Hello all you martial artists. 

 my martial arts exp - about a year and a half of shotokan, couple of months of aikido, and now slightly over 2 and a half years of Wing Tsun.

 my views of martial arts and martial artists...
 as far as style goes. It's not about the style. How good you get depends on three main things - regardless of what you are looking for in martial arts (health, fighting skills, confidence, whatever else) -
 1. How good is your teacher (meaning how well he knows what they're teaching and how good he is at teaching it)
 2. How good of a student you are (meaning how much effort and thought you put into study)
 3. How smart the style you're learning is.

 you can benefit from a good teacher, if you're a good student, you can benefit from a good style, if you have a good teacher, and you can benefit from being a good student if you have a good teacher who knows why the style he teaches is good...
 thus, all martial artists are compared (in tournaments etc) more as people and fighters rather then representatives of their styles.

 so, to conclude this intro, i wish you all have all three of the needed components and have lots of fun doing what you're doing!


 p.s.
 no self-praise meant by name, it's a nick i've used since before studying any martial arts, taken from bruce lee's interview and thought of as a way of looking at life...


----------



## shesulsa (Apr 26, 2005)

Greetings and welcome to MartialTalk.  How are you finding Wing Tsun?  

 Enjoy the boards!


----------



## MA-Caver (Apr 26, 2005)

Hello-hello... Don't know why you say good bye when I say hello! (beatles  ) 
Welcome to MT... you're gonna get serious discussions and advice and a few others are gonna me smarmy/smart-alecky remarks. But it's all good and it's all in fun. 

Use the search engine to seek out prior posts about any questions...  

Looking forward to discussion with ya.

 :asian:


----------



## MJS (Apr 26, 2005)

Welcome to the forum! :ultracool   Feel free to look around and please ask any questions you may have!

Mike


----------



## masherdong (Apr 26, 2005)

Hello and welcome!


----------



## rmcpeek (Apr 26, 2005)

Hello!


----------



## arnisador (Apr 26, 2005)

Welcome!


----------



## Lisa (Apr 26, 2005)

Hello, Hello-hello, just wanted to drop you a line to say hello!


----------



## water (Apr 26, 2005)

shesulsa said:
			
		

> Greetings and welcome to MartialTalk.  How are you finding Wing Tsun?
> 
> Enjoy the boards!


 Wing Tsun - the best thing I've ever tried. I like it better then shotokan, because it is less workout (i'm a lazy kind of guy) and it seems more whole system (covering better the subject). I like it better, then aikido*, because it's more aggressive and seems to be effective faster. and, i like it better then wing chun** because it seems to have much better teaching structure and way more through reasoning. so, if you happen to be in sf bay area - indulge yourself, come check out what is wt about in one of our classes.
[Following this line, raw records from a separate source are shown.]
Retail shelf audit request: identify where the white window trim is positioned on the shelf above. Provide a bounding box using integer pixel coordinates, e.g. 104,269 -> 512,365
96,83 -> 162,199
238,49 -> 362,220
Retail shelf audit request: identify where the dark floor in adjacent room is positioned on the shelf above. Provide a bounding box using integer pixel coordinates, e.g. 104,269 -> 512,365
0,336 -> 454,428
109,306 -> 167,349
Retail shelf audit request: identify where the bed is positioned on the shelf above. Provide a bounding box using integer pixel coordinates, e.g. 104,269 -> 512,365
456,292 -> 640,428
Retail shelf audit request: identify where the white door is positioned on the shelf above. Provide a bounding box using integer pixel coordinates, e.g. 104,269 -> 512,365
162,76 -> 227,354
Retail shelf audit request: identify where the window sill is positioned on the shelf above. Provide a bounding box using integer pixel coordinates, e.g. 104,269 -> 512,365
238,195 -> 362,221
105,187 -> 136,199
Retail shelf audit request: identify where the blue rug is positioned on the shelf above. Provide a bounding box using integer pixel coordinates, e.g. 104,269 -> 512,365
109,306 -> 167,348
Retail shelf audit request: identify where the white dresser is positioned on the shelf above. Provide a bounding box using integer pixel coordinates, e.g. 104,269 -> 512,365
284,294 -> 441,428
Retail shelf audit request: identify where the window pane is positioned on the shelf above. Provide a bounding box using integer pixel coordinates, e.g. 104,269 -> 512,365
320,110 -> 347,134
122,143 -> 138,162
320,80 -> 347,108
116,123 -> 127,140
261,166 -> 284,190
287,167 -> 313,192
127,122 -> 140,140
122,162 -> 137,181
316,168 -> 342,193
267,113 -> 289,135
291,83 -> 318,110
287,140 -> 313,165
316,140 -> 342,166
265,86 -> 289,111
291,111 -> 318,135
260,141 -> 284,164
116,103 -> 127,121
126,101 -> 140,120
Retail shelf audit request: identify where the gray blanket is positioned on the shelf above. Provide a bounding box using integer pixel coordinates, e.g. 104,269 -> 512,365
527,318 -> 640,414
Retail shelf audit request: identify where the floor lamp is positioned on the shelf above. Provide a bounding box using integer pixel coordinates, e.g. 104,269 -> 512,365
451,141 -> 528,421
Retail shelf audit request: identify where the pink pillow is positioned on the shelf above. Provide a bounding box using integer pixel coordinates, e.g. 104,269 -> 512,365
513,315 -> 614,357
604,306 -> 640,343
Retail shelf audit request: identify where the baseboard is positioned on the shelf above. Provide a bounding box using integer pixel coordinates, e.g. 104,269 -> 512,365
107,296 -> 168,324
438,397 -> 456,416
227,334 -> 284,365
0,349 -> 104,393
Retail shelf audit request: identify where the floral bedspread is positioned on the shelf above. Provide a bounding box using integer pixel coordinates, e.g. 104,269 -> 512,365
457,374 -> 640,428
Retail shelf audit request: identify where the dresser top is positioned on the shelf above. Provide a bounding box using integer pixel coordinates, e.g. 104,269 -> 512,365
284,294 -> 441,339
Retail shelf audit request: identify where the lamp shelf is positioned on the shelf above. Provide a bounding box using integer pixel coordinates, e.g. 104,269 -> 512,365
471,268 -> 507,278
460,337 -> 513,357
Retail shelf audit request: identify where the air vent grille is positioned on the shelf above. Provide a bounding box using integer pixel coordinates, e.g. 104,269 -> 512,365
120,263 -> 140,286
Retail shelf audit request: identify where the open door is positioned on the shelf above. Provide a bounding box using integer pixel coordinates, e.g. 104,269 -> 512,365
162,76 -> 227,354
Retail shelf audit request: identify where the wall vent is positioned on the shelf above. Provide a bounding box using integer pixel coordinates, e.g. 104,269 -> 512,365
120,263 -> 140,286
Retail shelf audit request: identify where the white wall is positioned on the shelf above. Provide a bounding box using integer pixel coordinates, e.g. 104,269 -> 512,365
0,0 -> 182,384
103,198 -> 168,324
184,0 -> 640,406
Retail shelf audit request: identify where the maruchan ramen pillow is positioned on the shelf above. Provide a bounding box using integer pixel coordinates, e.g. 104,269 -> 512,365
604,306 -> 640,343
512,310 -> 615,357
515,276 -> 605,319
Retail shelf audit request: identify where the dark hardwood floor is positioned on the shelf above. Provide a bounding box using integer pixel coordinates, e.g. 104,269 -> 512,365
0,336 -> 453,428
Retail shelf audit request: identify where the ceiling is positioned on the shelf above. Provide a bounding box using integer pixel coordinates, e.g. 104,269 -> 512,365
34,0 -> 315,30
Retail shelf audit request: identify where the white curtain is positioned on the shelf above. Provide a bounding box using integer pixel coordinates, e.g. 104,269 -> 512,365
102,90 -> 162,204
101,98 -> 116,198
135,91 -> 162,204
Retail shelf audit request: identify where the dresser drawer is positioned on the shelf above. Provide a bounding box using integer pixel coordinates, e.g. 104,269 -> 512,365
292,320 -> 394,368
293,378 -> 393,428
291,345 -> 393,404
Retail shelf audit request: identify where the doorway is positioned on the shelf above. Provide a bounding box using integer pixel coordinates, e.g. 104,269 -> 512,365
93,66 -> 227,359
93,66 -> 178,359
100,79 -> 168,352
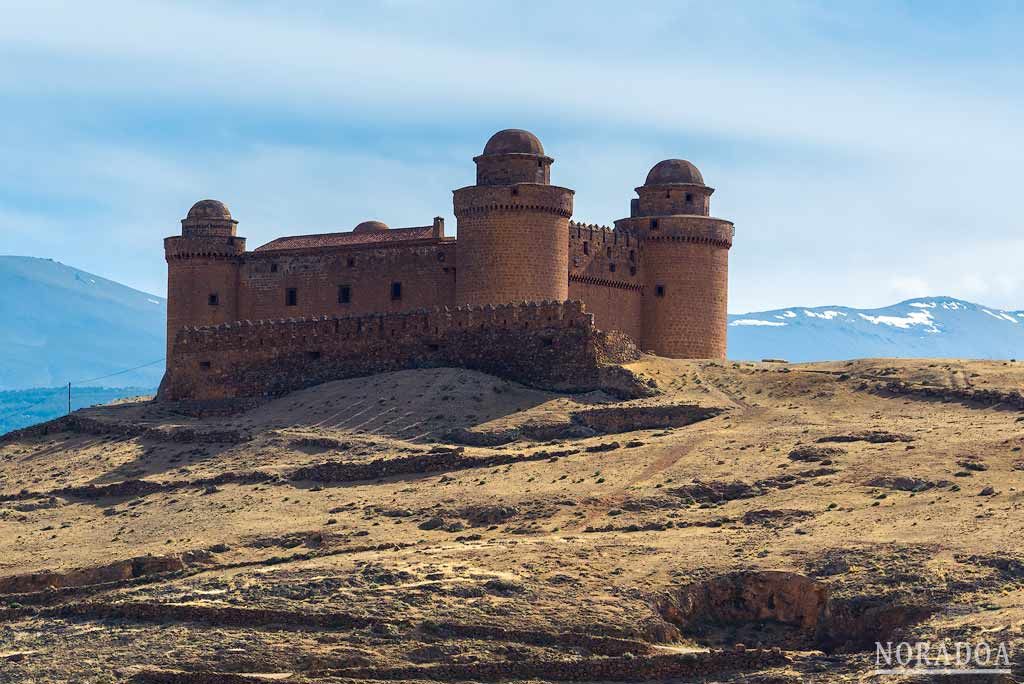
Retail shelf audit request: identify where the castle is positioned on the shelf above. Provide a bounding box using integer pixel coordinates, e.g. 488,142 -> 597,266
157,130 -> 734,398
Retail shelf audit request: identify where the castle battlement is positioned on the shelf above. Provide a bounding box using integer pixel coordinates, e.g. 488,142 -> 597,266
162,130 -> 734,398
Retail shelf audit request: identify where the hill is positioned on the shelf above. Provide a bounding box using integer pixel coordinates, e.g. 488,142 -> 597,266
0,256 -> 167,390
0,387 -> 153,435
0,356 -> 1024,684
729,297 -> 1024,361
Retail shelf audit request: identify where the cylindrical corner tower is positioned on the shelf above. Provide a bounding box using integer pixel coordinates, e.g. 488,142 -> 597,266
455,129 -> 572,304
164,200 -> 246,362
615,159 -> 734,358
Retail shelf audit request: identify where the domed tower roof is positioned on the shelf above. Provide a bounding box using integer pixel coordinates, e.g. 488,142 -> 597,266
483,128 -> 544,156
352,221 -> 388,232
644,159 -> 705,185
187,200 -> 231,220
473,128 -> 554,185
181,200 -> 238,238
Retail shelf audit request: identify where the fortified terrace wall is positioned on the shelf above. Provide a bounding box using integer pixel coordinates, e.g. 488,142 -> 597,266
159,301 -> 647,400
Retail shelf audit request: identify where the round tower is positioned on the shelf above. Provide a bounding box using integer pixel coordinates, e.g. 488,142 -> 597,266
164,200 -> 246,359
454,129 -> 572,304
615,159 -> 734,358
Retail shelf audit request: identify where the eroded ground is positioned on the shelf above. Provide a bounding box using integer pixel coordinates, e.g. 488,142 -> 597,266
0,357 -> 1024,682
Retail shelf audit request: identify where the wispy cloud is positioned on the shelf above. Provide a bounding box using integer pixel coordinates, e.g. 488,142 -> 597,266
0,0 -> 1024,310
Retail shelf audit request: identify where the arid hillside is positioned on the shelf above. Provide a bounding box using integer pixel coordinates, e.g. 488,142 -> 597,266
0,356 -> 1024,684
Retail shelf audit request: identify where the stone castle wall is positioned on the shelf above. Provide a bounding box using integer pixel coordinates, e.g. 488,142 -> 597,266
233,240 -> 457,320
455,183 -> 572,305
159,301 -> 644,400
568,223 -> 644,347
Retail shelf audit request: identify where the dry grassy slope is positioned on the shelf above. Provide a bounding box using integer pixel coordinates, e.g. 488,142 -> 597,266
0,357 -> 1024,682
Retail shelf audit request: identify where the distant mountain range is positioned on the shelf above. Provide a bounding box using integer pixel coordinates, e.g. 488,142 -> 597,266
0,256 -> 167,391
729,297 -> 1024,361
0,256 -> 1024,393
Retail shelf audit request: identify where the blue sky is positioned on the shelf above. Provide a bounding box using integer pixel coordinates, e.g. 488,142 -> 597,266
0,0 -> 1024,312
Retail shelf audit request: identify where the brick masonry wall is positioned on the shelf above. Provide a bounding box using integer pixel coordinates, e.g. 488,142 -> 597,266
159,302 -> 644,400
238,240 -> 456,320
568,223 -> 644,345
642,235 -> 729,358
615,215 -> 733,358
455,183 -> 572,305
164,237 -> 246,358
569,277 -> 643,346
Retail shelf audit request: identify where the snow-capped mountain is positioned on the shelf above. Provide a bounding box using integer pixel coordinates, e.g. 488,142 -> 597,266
729,297 -> 1024,361
0,256 -> 167,390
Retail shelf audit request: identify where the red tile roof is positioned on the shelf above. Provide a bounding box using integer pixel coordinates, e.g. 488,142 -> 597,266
256,225 -> 434,252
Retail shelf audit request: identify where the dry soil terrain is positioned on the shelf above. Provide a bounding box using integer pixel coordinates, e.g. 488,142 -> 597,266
0,356 -> 1024,683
*my aikido impression is based on just a few months of training, so i may be wrong
**ask me and i'll tell you, how and why (to my knowledge) the names of wt and wc went apart


----------



## 47MartialMan (May 3, 2005)

water said:
			
		

> Hello all you martial artists.
> 
> my martial arts exp - about a year and a half of shotokan, couple of months of aikido, and now slightly over 2 and a half years of Wing Tsun.
> 
> ...


Welcome to a *good* forum. *Good* golly, there is a lot of *good* in your post. Looking forward to see *good* posts from you. Its all *good*. Have a *good* day.


----------



## Satt (May 3, 2005)

Welcome to MT!!! Have fun posting!!! :enguard:


----------